In the early 90s, Tassel was forced to retire when the university faced budget cuts. For the next few years, he became what he called a “freeway flyer,” a teacher who goes from school to school for his classes. He taught at Hartnell, Cabrillo and West Valley community colleges.
Finally, in 1998, Tassel got a full time job with Gavilan where computer classes were always filled.
“We could have offered a class at four in the morning and it would be filled,” he said.
Tassel said some of his students landed jobs that paid upwards of $70,000, and some, he admitted, were not the best students.

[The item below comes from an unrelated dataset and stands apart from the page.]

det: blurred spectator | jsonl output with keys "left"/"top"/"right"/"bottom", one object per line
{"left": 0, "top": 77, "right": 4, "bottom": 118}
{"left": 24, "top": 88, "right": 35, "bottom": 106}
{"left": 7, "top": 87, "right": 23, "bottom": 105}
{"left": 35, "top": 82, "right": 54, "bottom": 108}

The bubble has since burst on the dot coms, but Tassel said his classes are still doing well. They are offered both at the main campus in Gilroy and the Morgan Hill site.
Students from all different education levels have taken his courses, many already have their bachelor’s degrees and some have earned masters or even Ph.D. degrees.
Tassel began his computer career in the U.S. Marine Corps – which he joined in 1957 right out of high school – where his math skills allowed him to take one of two paths: become a mechanic or work in data processing.
“At the time, they had the draft, so men either waited and took their chances with the draft, which could mean I would be drafted at an inconvenient time, and end up in the army,” Tassel said. “The approach I took, and many others did, is join the branch of the service I wanted to, and the time I wanted to. The best thing to do in my mind, was get it out of the way.”
Tassel didn’t know anything about data processing, but the officer in charge of assigning jobs recommended it since air conditioning was included and in the middle of the desert the decision wasn’t hard.
“This was one of the few times someone gave me good advice and I had the sense to take it,” Tassel said.
After two years with the Marines, Tassel went back to school and earned a masters in math before going to work for UCSC.
Computers, he said, changed little during the first 20 years of his career: They were big, slow, used punch cards and were expensive.
The ENIAC machine, regarded as the first computer, was completed in 1946 and required 1,000 square-feet of floor space. The first commercial model, the UNIVAC, went on the market in 1948. Both computers were bulky, slow and required punch-cards to operate.
As time went on, computers became more complex, but Tassel has been able to keep up the changes.
“I read technical manuals as if they were novels,” he said.
But for all his expertise, Tassel has made a few errors in predicting where computers would go.
When cathoid ray tubes (computer monitors) were developed, Tassel thought they would never catch on since they were not portable.
He made another miscalculation 1990 with Microsoft Word, predicting the software powerhouse had reached the pinnacle with the program. Of course Microsoft has continued to improve the word processing software to the point where writing is just the beginning of what the program can do.
Undaunted by his track record, he gives a bleak outlook of computer programs in the near future.
What he calls “creeping featurism,” Tassel predicts that software and hardware will soon collapse with the continual additions. There needs to be a return to simplicity, he said.
“Many programming environments started out as useful ways to compile and debug programs,” Tassel said. “Now they have so many features that the software is near unusable by mere mortals that do not want to spend all their time wading through the unwanted features to get to the few features they want.”
Only time will tell if this will come true, or if it will be added to the list of wrong guesses.